Georgia voters head to the polls today to pick local candidates, decide whether restaurants in their community can serve alcohol at 11 a.m. on Sundays and consider a variety of local tax issues.
Many voters will cast ballots in a pilot test of the state’s new $107 million voting machine system, as hundreds of the devices make their election-day debut in six Georgia counties.
Voters in three-fourths of Georgia’s 159 counties and about 400 cities will elect county and city leaders, consider approving sales taxes for school and transportation funding and embracing the state’s 2017 “Brunch Bill.” Six counties will help the Georgia Secretary of State’s office debut hundreds of the state’s new voting machines. The state aims to have roughly 30,000 devices ready to tally votes in time for the March 2020 Presidential primary election.
For most of the state’s voters, today will provide one last election with the touch-screen and memory card they’ve used before picking up an “I’m a Georgia voter” sticker on the way out of the precinct.
State officials last month started training county elections officials how to use the new ballot-scanning machines that will replace the state’s 17-year-old touchscreen devices. Voters will get the first election-day look at them in Lowndes, Catoosa, Decatur, Carroll, Bartow and Paulding counties. Meanwhile, voters in Cobb County are set to cast hand-written paper ballots to test a back-up voting system to be used if the new ballot-scanning machines are not ready for statewide use in 2020 elections.

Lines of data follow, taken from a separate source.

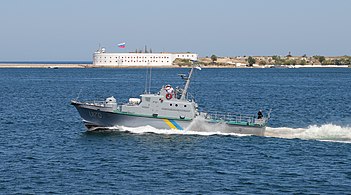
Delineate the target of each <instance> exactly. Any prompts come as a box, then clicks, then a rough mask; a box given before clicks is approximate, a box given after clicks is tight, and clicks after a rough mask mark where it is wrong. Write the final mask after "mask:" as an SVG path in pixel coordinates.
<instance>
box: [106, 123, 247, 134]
mask: <svg viewBox="0 0 351 195" xmlns="http://www.w3.org/2000/svg"><path fill="white" fill-rule="evenodd" d="M109 129H110V130H116V131H125V132H130V133H134V134H145V133H155V134H165V135H202V136H210V135H232V136H249V135H244V134H237V133H223V132H220V131H216V130H215V129H214V130H213V131H191V130H188V129H185V130H177V129H156V128H154V127H151V126H148V125H147V126H141V127H124V126H118V127H111V128H109Z"/></svg>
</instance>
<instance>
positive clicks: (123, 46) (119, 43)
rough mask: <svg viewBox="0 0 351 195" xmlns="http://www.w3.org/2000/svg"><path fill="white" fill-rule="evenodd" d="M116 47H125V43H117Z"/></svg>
mask: <svg viewBox="0 0 351 195" xmlns="http://www.w3.org/2000/svg"><path fill="white" fill-rule="evenodd" d="M118 47H119V48H125V47H126V43H124V42H123V43H119V44H118Z"/></svg>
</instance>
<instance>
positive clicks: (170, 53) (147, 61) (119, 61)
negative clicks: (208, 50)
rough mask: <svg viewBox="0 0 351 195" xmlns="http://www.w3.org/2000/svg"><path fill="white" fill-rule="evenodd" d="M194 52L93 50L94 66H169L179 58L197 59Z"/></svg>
mask: <svg viewBox="0 0 351 195" xmlns="http://www.w3.org/2000/svg"><path fill="white" fill-rule="evenodd" d="M197 57H198V54H194V53H164V52H162V53H136V52H134V53H132V52H131V53H108V52H106V50H105V48H101V49H99V50H97V51H96V52H94V55H93V65H94V66H109V67H111V66H116V67H128V66H131V67H133V66H160V67H161V66H171V65H172V63H173V61H174V60H175V59H177V58H179V59H189V60H197Z"/></svg>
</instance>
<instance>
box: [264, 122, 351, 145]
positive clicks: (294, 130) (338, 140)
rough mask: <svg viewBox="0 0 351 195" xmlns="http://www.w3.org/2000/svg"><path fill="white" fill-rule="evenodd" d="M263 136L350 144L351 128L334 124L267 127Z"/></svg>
mask: <svg viewBox="0 0 351 195" xmlns="http://www.w3.org/2000/svg"><path fill="white" fill-rule="evenodd" d="M265 136H267V137H277V138H288V139H295V138H296V139H313V140H320V141H331V142H344V143H351V127H350V126H346V127H342V126H338V125H334V124H324V125H321V126H318V125H311V126H309V127H307V128H288V127H278V128H271V127H267V128H266V132H265Z"/></svg>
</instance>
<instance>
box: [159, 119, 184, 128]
mask: <svg viewBox="0 0 351 195" xmlns="http://www.w3.org/2000/svg"><path fill="white" fill-rule="evenodd" d="M163 121H164V122H165V123H166V124H167V125H168V126H169V127H170V128H171V129H179V130H183V128H182V127H181V126H180V125H179V124H178V123H177V122H176V121H174V120H169V119H163Z"/></svg>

Tuesday’s turnout is expected to be low despite the mild temperatures and dry weather forecast for most of Georgia. Contested mayoral races, and the restaurant alcohol sale measures in several cities and counties could give some areas a boost in voting, but several county elections officials said they expect about 10% turnout.
Early voters in Paulding cast roughly 1,200 ballots on the new voting machines — a small turnout in the context of its 118,000 registered voters, said Deidre Holden, supervisor of the Paulding County Board of Elections and Voter Registration. The county is running elections for seats on Dallas’ city council and for Hiram’s mayor, as well as a “Brunch Bill” referendum.
Voters in 29 other Georgia cities and counties are also set to decide whether to allow 11 a.m. Sunday alcohol service, according to the Georgia Restaurant Association. More than 80 cities and counties approved the earlier Sunday serving time last year.
Smyrna voters are set to use handwritten paper ballots to settle a contest among five candidates running to succeed retiring Mayor Max Bacon, who served the Cobb County city for more than three decades. Five candidates are also on the ballot for Valdosta mayor, one of more than 200 mayoral contests across the state.
Sales taxes to raise money for local schools and transportation projects are up for consideration in 33 counties including Chatham, Coweta, Hall, Spalding, Richmond and Paulding.
Nearly 300 of the new voting machines will be spread across Paulding County precincts, Holden said. The low-turnout election should give poll workers and voters a taste of what they might encounter during next November’s presidential election, such as longer lines as the new scanners create an extra step in casting a ballot.
“It’s going to be a strategy to get that all worked out when we do have the bigger elections,” Holden said.
The new machines worked largely as advertised during the early voting period last month, according to a sampling of county elections officials testing the equipment.
Poll workers had to replace a scanner when a ballot got jammed in it, said Joseph Kirk, supervisor of the Bartow County Board of Elections and Voter Registration. He said he thinks the paper jam was a fluke.
About a third of Bartow’s 16 precincts will be open Tuesday, Kirk said, similar to several other counties piloting the new voting machines where precincts in unincorporated areas will be closed for the off-year election.
“I think all the pilot counties are having a different experience in terms of turnout and focusing on different things,” Kirk said. “Going into next year, I’m very confident.”